In conclusion, the high-risk samples predicted by 51-GPS had high-frequency mutation and copy number variants, which will lead to poor outcomes.

Discussion

EMT has been reported to play a crucial role in mediating tumour metastasis. In this study, based on the hypothesis that the stage II patients who relapse after surgery could be primarily attributed to micrometastasis, we developed a gene pair signature using EMT-related genes for predicting post-surgery relapse risk of stage II CRC patients. The signature showed robust prognostic efficiency across different platforms, and achieved better predictive performance than other known signatures. Although the IRGPI was also constructed by REO-based individualised prognostic method, it did not perform predictive capacity for the RNA-seq dataset from TCGA, and it was validated without considering the specificity of stage. This suggests that EMT may play a more important role in relapse of stage II CRC than immune micro-environmental changes.
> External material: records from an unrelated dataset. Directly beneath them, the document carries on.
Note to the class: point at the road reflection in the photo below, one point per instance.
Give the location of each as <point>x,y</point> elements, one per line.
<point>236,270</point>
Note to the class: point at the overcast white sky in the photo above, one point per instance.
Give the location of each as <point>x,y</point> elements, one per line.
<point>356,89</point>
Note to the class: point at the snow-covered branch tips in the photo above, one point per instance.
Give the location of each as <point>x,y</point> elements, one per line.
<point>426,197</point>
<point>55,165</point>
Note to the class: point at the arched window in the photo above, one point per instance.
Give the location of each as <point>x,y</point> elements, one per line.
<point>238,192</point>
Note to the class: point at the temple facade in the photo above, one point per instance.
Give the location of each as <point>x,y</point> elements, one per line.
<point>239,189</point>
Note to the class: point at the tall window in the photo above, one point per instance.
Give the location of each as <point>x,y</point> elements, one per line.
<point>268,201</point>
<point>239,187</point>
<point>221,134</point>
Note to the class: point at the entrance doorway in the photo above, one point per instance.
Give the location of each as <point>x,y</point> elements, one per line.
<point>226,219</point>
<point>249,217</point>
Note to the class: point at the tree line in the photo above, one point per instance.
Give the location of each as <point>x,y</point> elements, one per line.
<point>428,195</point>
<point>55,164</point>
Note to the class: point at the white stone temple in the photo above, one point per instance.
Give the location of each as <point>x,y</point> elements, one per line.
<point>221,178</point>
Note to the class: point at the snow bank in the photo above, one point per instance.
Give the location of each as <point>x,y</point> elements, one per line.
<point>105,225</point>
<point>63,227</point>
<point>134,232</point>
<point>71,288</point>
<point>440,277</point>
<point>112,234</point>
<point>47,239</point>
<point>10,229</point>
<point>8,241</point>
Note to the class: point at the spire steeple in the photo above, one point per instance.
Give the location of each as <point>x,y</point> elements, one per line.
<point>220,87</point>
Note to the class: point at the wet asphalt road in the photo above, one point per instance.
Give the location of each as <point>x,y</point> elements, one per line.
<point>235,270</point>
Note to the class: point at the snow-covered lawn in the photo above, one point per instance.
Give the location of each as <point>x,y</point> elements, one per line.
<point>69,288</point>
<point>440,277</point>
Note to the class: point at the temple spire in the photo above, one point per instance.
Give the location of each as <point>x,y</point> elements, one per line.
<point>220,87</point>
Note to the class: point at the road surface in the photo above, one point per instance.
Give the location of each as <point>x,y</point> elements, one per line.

The prognostic signature associated with EMT may open up a special perspective for exploring the mechanism of relapse for stage II CRC. The GSEA analysis indicted that EMT-related functional gene sets achieved high enrichment scores in high-risk samples. Multidimensional omics analysis demonstrated that some EMT-related genes had high-frequency mutation and CNVs in high-risk samples, which may be driver genes in micrometastasis of CRC. Furthermore, loss-of-function antisense approach showed that metastasis-related genes between high- and low-risk cluster regulated the metastatic potential of colon cancer in vitro. All the results could illustrate the role of EMT in the relapse, that is, micrometastasis of stage II CRC.

In conclusion, the EMT-related prognostic signature can be a useful predictive tool to figure outpatients at high risk of relapse, and can facilitate personalised management of patients with stage II CRC. Besides, by analysing the molecular changes between two risk clusters, we revealed the potential molecular mechanisms for differences in the risk of relapse in stage II CRC.